Xavier vê o projeto como um próximo passo natural para a região, já que muitos grupos latino-americanos já participam de colaborações de física de partículas na Europa e nos Estados Unidos, bem como de colaborações em astropartículas em instalações na América Latina, como o Observatório Pierre Auger e o Observatório Cherenkov de Água de Alta Altitude (HAWC).
“A ciência que faremos será única na América Latina e será um enorme passo para a comunidade envolvida”, afirma. “Será um dos poucos laboratórios internacionais da região, viabilizando uma nova maneira de trabalhar em conjunto para criar oportunidades científicas em escala internacional”.
Um roteiro para o futuro
Como nada parecido ainda foi feito na América Latina, os cientistas terão que construir essa infraestrutura do zero. Mas para Marta, o valor agregado de uma nova estratégia regional supera em muito as dificuldades.
“Somos diferentes de outras regiões do mundo que implementaram estratégias semelhantes”, diz Marta. “Como nunca fizemos nada parecido aqui antes, tem sido um desafio conseguir que todos participem.
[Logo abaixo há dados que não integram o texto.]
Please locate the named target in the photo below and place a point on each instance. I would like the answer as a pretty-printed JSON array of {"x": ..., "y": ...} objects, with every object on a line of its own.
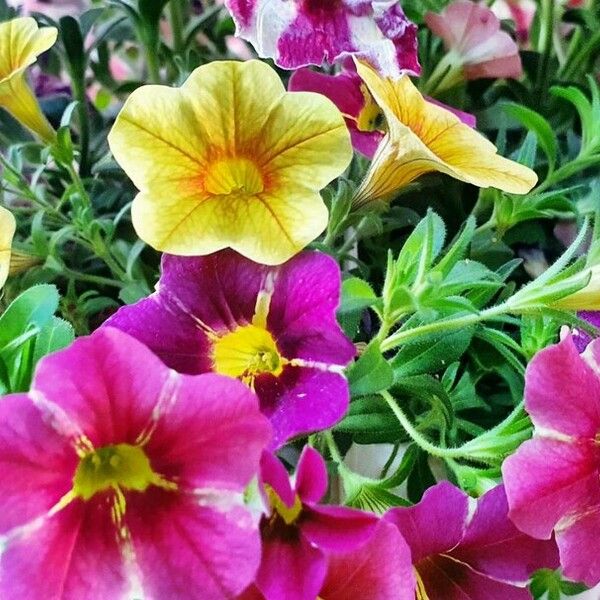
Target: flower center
[
  {"x": 233, "y": 176},
  {"x": 114, "y": 467},
  {"x": 289, "y": 514},
  {"x": 246, "y": 352}
]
Mas não podemos continuar trabalhando em pequenos grupos, em redutos limitados e esperarmos algum impacto. Temos que desenvolver uma estratégia conjunta.”
Rogerio Rosenfeld, físico do Instituto de Física Teórica da Universidade Estadual Paulista, no Brasil, é um dos organizadores do workshop e atual presidente da Sociedade Brasileira de Física. Ele afirma que espera que esse esforço se torne de fato internacional e fomente mais cooperação entre diferentes países da América Latina.
Segundo Marta, as sementes que estão sendo plantadas já começaram a criar raízes.
“Um dos principais efeitos que já estamos vendo é que as comunidades dos países estão conversando agora”, diz. “Estamos começando a nos organizar de uma maneira que, felizmente, será interessante e eficaz. Com esse processo, esperamos identificar nossos pontos fortes e fracos para podermos construir um roteiro bem definido de como avançar e ampliar nosso impacto científico.